It is perhaps comforting to think that, if one is armed, one is part of a greater force of patriots dedicated to the principled defense of liberty, even if one merely uses a Bushmaster for shooting paper targets. Yet the Constitution is not there to support convenient fictions used to justify ownership of cool, deadly toys.
The evolution of militias is actually a pretty fascinating one, with their fortunes and support waxing and waning as societies and governments changed. Certainly English history informed Colonial perspective, but so did the Founding generation's more immediate experience.
I'll repeat that these folks didn't explicitly intend militias be used to fight a tyrant's standing army, but rather as popular armed defense of their liberty that would obviate, as far as possible, the need for professional soldiery. Consider that, after demanding liberty or death in 1775, Patrick Henry supported a resolution that began:
Resolved, that a well regulated militia, composed of gentlemen and freemen, is the natural strength and only security of a free government; that such a militia, in this colony, would forever render it unnecessary for the mother country to keep among us, for the purpose of our defence, any standing army of mercenary soldiers, always subversive of the quiet, and dangerous to the liberties of the people, and would alleviate the pretext of taxing us for their support.
Pretty straightforward. Let us address the inevitable problem of security from foreign invaders and those nasty people whose land we're stealing by arming our citizenry so Parliament and the Crown don't feel obligated to station troops here and raise taxes on us. Even with the clash of resounding arms ringing in his ears, Henry's motion to raise up a militia didn't call for fighting Red Coats, and his fellow Virginian's resolution to declare independence was still more than a year off.
As yet most Americans simply wanted to exercise their rights as free British subjects, entitled to liberties guaranteed by the English constitution. One way to do that was by providing for their own collective defense.
Another revolutionary, who agitated more forcefully for armed resistance as his home of Massachusetts was already under the gun, was John Adams. While he was overseas during the Constitutional Convention, he did know a little bit about constitutions, having written his state's.
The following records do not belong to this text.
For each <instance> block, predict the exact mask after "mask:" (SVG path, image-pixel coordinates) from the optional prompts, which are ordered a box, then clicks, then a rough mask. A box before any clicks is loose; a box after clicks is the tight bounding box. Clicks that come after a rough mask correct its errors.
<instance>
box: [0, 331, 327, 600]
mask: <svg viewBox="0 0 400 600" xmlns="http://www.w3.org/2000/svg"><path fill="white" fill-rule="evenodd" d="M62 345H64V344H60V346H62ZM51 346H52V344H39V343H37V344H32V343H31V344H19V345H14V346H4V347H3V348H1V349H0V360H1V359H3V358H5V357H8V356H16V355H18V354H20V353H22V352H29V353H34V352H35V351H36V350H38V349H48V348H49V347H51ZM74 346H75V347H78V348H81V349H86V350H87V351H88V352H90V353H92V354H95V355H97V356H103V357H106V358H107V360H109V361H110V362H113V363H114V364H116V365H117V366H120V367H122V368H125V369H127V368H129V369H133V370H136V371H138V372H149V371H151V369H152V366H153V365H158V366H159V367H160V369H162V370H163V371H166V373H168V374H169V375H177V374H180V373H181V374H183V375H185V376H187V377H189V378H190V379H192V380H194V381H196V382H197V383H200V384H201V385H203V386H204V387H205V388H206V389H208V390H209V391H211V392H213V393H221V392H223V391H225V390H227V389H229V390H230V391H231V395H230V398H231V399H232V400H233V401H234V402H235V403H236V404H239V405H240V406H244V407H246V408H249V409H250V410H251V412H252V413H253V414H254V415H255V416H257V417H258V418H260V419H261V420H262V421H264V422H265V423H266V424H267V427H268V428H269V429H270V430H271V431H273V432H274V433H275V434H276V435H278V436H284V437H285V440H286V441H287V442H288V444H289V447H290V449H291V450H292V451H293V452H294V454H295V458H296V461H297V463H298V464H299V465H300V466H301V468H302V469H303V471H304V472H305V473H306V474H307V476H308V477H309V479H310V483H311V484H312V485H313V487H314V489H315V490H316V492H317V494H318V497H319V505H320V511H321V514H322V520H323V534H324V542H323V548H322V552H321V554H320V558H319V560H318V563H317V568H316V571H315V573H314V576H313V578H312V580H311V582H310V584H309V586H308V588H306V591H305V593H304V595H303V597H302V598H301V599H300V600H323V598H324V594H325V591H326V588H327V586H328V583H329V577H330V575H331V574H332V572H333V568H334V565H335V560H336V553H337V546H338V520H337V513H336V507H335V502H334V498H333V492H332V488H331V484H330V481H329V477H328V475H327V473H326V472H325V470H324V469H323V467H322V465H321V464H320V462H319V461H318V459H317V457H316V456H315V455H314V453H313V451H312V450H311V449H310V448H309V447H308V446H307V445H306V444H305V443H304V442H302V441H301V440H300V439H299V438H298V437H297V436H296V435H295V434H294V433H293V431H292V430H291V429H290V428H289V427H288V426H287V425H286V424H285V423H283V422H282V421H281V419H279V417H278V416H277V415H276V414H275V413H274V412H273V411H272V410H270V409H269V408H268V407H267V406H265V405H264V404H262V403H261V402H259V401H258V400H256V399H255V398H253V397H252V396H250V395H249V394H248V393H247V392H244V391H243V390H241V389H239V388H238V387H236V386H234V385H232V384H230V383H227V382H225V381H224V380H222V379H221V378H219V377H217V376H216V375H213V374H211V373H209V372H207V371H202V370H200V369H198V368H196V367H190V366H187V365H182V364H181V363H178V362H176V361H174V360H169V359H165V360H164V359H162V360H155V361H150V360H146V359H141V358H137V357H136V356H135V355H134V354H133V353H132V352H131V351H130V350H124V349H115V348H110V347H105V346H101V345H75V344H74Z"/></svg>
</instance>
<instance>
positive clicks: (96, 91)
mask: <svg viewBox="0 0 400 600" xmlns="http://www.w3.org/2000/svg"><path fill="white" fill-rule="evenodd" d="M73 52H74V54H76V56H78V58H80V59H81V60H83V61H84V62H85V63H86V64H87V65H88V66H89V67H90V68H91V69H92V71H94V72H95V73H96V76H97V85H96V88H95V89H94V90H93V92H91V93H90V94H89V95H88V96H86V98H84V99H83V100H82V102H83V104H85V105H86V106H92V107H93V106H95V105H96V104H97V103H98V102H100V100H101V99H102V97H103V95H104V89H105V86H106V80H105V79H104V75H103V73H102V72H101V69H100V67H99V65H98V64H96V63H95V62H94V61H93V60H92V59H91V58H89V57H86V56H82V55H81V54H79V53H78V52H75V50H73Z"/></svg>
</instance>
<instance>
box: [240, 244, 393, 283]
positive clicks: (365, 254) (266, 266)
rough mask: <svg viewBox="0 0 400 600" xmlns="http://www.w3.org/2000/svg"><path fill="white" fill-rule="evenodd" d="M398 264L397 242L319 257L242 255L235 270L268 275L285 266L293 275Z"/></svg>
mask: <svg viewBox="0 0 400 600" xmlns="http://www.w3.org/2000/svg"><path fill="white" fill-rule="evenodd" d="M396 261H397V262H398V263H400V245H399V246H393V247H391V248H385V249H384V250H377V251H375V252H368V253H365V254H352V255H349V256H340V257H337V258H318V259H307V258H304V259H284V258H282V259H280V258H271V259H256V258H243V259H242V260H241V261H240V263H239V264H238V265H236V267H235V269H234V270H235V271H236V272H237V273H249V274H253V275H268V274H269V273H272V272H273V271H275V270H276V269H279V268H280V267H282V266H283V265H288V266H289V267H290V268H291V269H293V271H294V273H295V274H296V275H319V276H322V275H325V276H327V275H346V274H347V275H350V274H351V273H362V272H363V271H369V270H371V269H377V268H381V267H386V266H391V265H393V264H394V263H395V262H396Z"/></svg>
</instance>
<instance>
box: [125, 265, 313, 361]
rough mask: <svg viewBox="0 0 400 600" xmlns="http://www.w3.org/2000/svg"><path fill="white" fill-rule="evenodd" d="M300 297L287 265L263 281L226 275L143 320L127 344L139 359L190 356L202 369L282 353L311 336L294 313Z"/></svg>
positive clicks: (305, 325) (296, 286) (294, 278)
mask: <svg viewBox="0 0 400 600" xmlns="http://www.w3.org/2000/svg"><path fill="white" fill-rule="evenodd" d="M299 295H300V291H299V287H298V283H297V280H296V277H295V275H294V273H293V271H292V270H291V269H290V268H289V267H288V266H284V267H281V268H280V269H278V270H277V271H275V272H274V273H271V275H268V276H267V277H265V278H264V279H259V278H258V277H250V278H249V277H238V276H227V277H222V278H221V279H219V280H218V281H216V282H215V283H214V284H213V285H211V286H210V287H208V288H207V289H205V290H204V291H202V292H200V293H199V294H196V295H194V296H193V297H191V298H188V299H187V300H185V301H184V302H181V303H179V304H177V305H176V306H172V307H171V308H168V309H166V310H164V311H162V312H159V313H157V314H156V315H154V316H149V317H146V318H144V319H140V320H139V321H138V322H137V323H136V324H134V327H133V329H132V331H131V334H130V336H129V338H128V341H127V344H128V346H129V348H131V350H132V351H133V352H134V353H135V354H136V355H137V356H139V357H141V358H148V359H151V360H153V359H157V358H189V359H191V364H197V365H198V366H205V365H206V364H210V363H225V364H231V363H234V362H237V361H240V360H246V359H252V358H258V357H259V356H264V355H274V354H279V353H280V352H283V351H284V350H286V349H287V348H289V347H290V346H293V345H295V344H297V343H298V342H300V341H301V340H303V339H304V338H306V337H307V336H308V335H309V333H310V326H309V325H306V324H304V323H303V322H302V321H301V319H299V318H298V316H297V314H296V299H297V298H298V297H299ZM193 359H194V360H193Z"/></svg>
As such, he was in good position to write about these things in A Defence of the Constitutions (1787)
[The militia] must all obey the sovereign majority, or divide, and part follow the majority, and part the minority. This last case is civil war; but, until it comes to this, the whole militia may be employed by the majority in any degree of tyranny and oppression over the minority. The constitution furnishes no resource or remedy; nothing affords a chance of relief but rebellion and civil war. If this terminates in favor of the minority, they will tyrannize in their turn, exasperated by revenge, in addition to ambition and avarice; if the majority prevail, their domination becomes more cruel, and soon ends in one despot. It must be made a sacred maxim, that the militia obey the executive power, which represents the whole people in the execution of laws.
To suppose arms in the hands of citizens, to be used at individual discretion, except in private self-defence, or by partial orders of towns, counties, or districts of a state, is to demolish every constitution, and lay the laws prostrate, so that liberty can be enjoyed by no man; it is a dissolution of the government. The fundamental law of the militia is, that it be created, directed, and commanded by the laws, and ever for the support of the laws.
He really hits on the biggest problem with the insurrectionist theory of militias: if they are given free rein to fight whatever they view as tyranny, then no political compact can ever last for long (just look at threats of rebellion and secession over healthcare, of all things) and we'd be almost constantly devolving into civil war as England had done. We didn't overthrow British tyranny in favor of anarchy with armed warlords (hello, Somalia). No, we exercised extra-constitutional rights to sever ties to an unrepresentative regime, then established a popular government whose republican structure and institutional stability would preserve our liberties. A militia is there to uphold the law, not to rebel against it.
Now it's true that anti-Federalists were concerned about Congress' power to raise armies and control militias, so Federalists like James Madison had to do something to allay their fears so the Constitution would be ratified. He wrote in Federalist 46 (1788)
Besides the advantage of being armed, which the Americans possess over the people of almost every other nation, the existence of subordinate governments, to which the people are attached, and by which the militia officers are appointed, forms a barrier against the enterprises of ambition, more insurmountable than any which a simple government of any form can admit of.
The bottom line was, yes, standing armies are dangerous and if you're really worried, you should know that our democratic institutions will make their employment for tyranny unlikely, and whatever, everybody will have guns and outnumber professional soldiers, so quit whining and pass this thing. His argument, though not entirely convincing, won the day.
What's more, he really echoes the 17th century writings Englishman Henry Neville. He doesn't appear to be a direct influence on the Framers, but he was a follower of Whig writer James Harrington and channeled Machiavelli, both of whom were. Neville wrote in Plato Redivivus (1681):
[Democracy] is much more powerful than aristocracy; because the latter cannot arm the people, for fear they should seize upon the government; and therefore are fain to make use of none but strangers and mercenaries for soldiers.
Democracies don't fear arming the People because, of course, democracies and their militias ARE the People. We thus only have to fear ourselves. Which I guess is kinda the point about reasonable gun safety regulations, innit?